- VOD release poster
- Directed by: Alan Clay
- Written by: Alan Clay
- Starring: Rachelle DiMaria Alastair Bayardo Nancy la Scala Jessica Howell Tristan Cunnigham Jeff Bee
- Cinematography: Dan Kneece
- Edited by: Rachel Ann Pearl
- Production company: Artmedia
- Release date: February 2014 (Hollywood Reel);
- Running time: 124 minutes
- Country: United States
- Language: English

= Courting Chaos =

Courting Chaos is a 2014 American film written and directed by New Zealand filmmaker Alan Clay. The film is adapted from his book Angels Can Fly, a Modern Clown User Guide. The story is about a Beverly Hills girl who falls for a Venice Beach street clown called Chaos and she must overcome her inhibitions and become a clown herself for the relationship to survive.

Courting Chaos won the Best Comedy Film award at its premiere at the Hollywood Reel Independent Film Festival in February 2014 and went on to win the Special Jury Award for Romantic Comedy from WorldFest-Houston International Film Festival, one of the top awards from the oldest independent film festival in the world, where Lead actor, Rachelle DiMaria, was also nominated for Best Actor. The film also received Awards of Merit for Best Director and Best Feature Film from the Accolade Competition.

==Cast==
- Rachelle DiMaria as Ginger
- Alastair Bayardo as Chaos
- Nancy la Scala as Darlene
- Jessica Howell as Madonna
- Tristan Cunningham as Dancer
- Jeff Bee as TC
- Blake Young-Fountain as Jeff

==Production==

Courting Chaos is notable for being shot and having finished the complete post production process, with a live music score, in just six weeks. This was done to capture the spontaneity inherent in the film's subject matter and to achieve this, composer Sherri Chung was composing the film's performance tracks and score from the script prior to the shoot and editor Ranchel Ann Pearl was working on set at Venice Beach from the second day.
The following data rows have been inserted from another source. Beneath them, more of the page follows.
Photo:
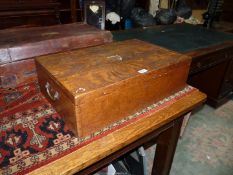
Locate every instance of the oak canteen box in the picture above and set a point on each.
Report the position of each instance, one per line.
(95, 87)
(18, 47)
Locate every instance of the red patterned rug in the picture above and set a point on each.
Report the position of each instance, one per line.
(33, 134)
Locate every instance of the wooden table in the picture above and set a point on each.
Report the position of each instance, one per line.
(211, 70)
(163, 125)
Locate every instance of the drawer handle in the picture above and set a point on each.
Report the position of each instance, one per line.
(53, 97)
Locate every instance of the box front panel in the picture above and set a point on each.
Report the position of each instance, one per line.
(105, 106)
(56, 96)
A team of 7 camera operators under DP Dan Kneece captured the street theatre scenes live, complete with real audience interactions and performer perspective shots from cameras mounted on the clowns. By the end of the 4 week shoot there was a rough cut of the film. One week later it was a fine cut and by the end of the following week, music was recorded and sound mixed. The result is a story about the lead character's journey of liberation as she allows the spontaneity of becoming a clown in her life.

==Accolades==
- Best Comedy Film award at the Hollywood Reel Independent Film Festival in February 2014.
- Special Jury Award for Romantic Comedy at Worldfest, Houston, 2014 where, Rachelle DiMaria, was also nominated for Best Actor.
- Awards of Merit for Best Director and Best Feature Film from the Accolade Awards, 2014.

==Release==
The film was released in the United States in 2014 to good reviews.